Volume 5 Supplement 1
Pulmonary embolism detected by transesophageal echocardiography during cemented total hip surgery: the effects on hemodynamic, hemogasanalytic, and pulmonary shunt values
© The Author(s) 2001
Received: 15 January 2001
Published: 2 March 2001
During insertion of a cemented total hip arthroplasty, the rise of the intramedullary pressure in the femur, causes embolisation of fat and bone marrow into the pulmonary circulation. The goal of this study was to relate the embolic events observed by transesophageal echocardiography to the changes in hemodynamic, hemogasanalytic, and calculated pulmonary shunt values.
Material and methods
In this clinical trial entered 65 patients (>65 years). During the surgical period continually monitoring included ECG, measurement of invasive arterial pressure, pulsoximetric oxigen saturation, endtidal carbondioxid concentration as well as transesophageal echo-cardiography. A blinded observer graded embolic events from videotapes off-line after published criteria . Hemogasanalysis was performed at defined points of the perioperative period. Preoperative clinical status of the patients was assessed according to the classification of the ASA. Pulmonary shunt-values were calculated with the formula of Ries et al .

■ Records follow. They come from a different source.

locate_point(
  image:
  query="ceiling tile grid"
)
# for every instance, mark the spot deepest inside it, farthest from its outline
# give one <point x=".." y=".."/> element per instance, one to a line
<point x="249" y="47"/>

Cementation of the stem caused a cascade of fine emboli of less than 5 mm with an opacification of the right atrium and ventricle. In the same set of patients, after reduction of the hip joint, it was followed by macroemboli up to 3 cm (49 patients, 75%). No important embolic phenomena were observed during other surgical steps. Both embolic events were followed by changes in hemodynamics (increase in heart rate in 18%, P < 0.05; hypotension more than 20 mmHg in 62%) and blood gas parameters (paO2 decreased for 7.7%, 41.4 mmHg; P < 0.05). PetCO2 decreased for a mean of 2.9 mmHg (P < 0.05). Pulmonary shunt values increased after embolisation for a mean of 30.5% (P < 0.05). They did not turn back to baseline values in the postoperative period in patients classified ASA III and IV. A significant correlation (P < 0.05) was found between the clinical state before surgery and the duration and intensity of hemogasanalytic changes after insertion of the stem.
There is a correlation between embolic events quantified by transesophageal echo-cardiography and the grade of hemodynamic and haemogasanalytic changes of patients during cemented total hip arthroplasty. Patients with high anasthesiological risk can suffer severe cardiopulmonary complications from fat and bone marrow embolisation, that last even into the postoperative period and may cause intesive care treatment.